How to Decide What Paint to Use

Having decided you’d like to learn to paint, you obviously need to select what kind of paint you’re going to use. The most commonly used paints are acrylics, oils, watercolors, and pastels. Each has its advantages and disadvantages. Which you select will depend on your personality and, to some extent, where you’re going to paint. This article will help you decide, as will the Painting Personality Quiz.

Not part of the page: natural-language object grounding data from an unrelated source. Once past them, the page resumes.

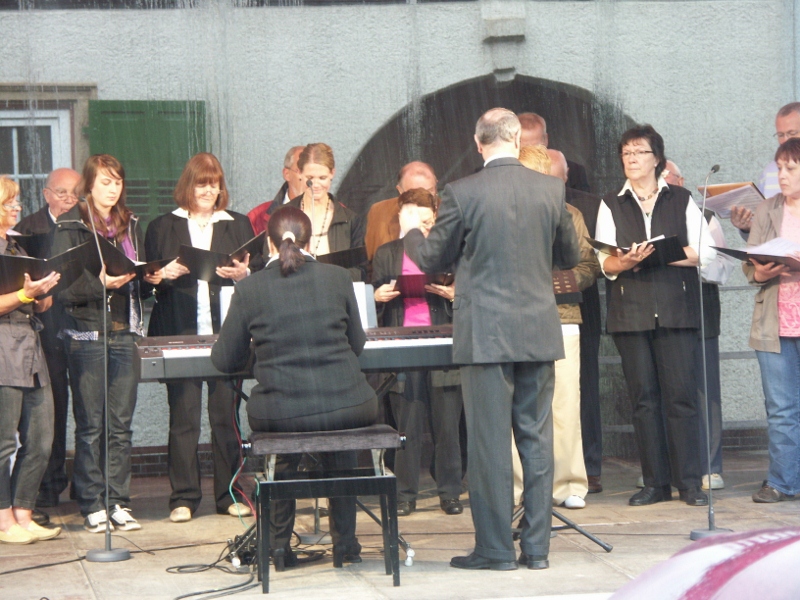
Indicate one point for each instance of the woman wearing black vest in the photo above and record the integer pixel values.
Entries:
(654, 316)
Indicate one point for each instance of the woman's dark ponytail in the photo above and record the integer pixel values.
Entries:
(290, 229)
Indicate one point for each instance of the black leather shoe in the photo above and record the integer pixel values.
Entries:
(40, 517)
(451, 506)
(535, 563)
(475, 562)
(595, 485)
(406, 508)
(648, 495)
(694, 497)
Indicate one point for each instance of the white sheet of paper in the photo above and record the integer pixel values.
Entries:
(746, 196)
(225, 295)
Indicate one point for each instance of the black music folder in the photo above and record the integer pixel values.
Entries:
(666, 250)
(203, 263)
(118, 264)
(413, 286)
(347, 259)
(70, 264)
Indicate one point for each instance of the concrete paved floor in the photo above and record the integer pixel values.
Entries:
(642, 537)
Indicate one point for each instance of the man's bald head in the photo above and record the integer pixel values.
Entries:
(61, 191)
(534, 129)
(672, 174)
(416, 174)
(558, 164)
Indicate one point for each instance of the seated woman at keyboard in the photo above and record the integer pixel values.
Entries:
(303, 319)
(425, 396)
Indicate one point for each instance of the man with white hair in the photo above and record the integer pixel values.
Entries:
(60, 194)
(504, 227)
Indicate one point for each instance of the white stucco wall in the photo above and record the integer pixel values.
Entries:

Besides the characteristics of the different types of paint, there are also a few other considerations:

  • Cost: Top-quality paint and canvas is expensive but dirt-cheap paint won’t give you good results when mixing colors. You need to find a balance between paint that’s of a quality to give good colors but cheap enough that you don’t worry too much about using it up (or wasting it).
  • Poison hazards: If you’ve small children, you may not want to have the solvents used in oil painting lying around. Some people are also allergic to the solvents, in which case you might investigate low-odor versions or are water-based oil paints. Soft pastels can product a lot of dust; be careful to minimize the amount you inhale. For example, don’t blow on your work to remove loose pastel. Poisonous pigments, such as cadmium red, are usually available as a non-toxic hue. Not that any paint is made to be eaten! (See Also: Safety Tips for Using Art Materials).
  • Personally I think acrylics are the best choice for beginners as they’re easy to learn to use, dilute and clean up with water, and there are brands available that are a good balance between quality and price.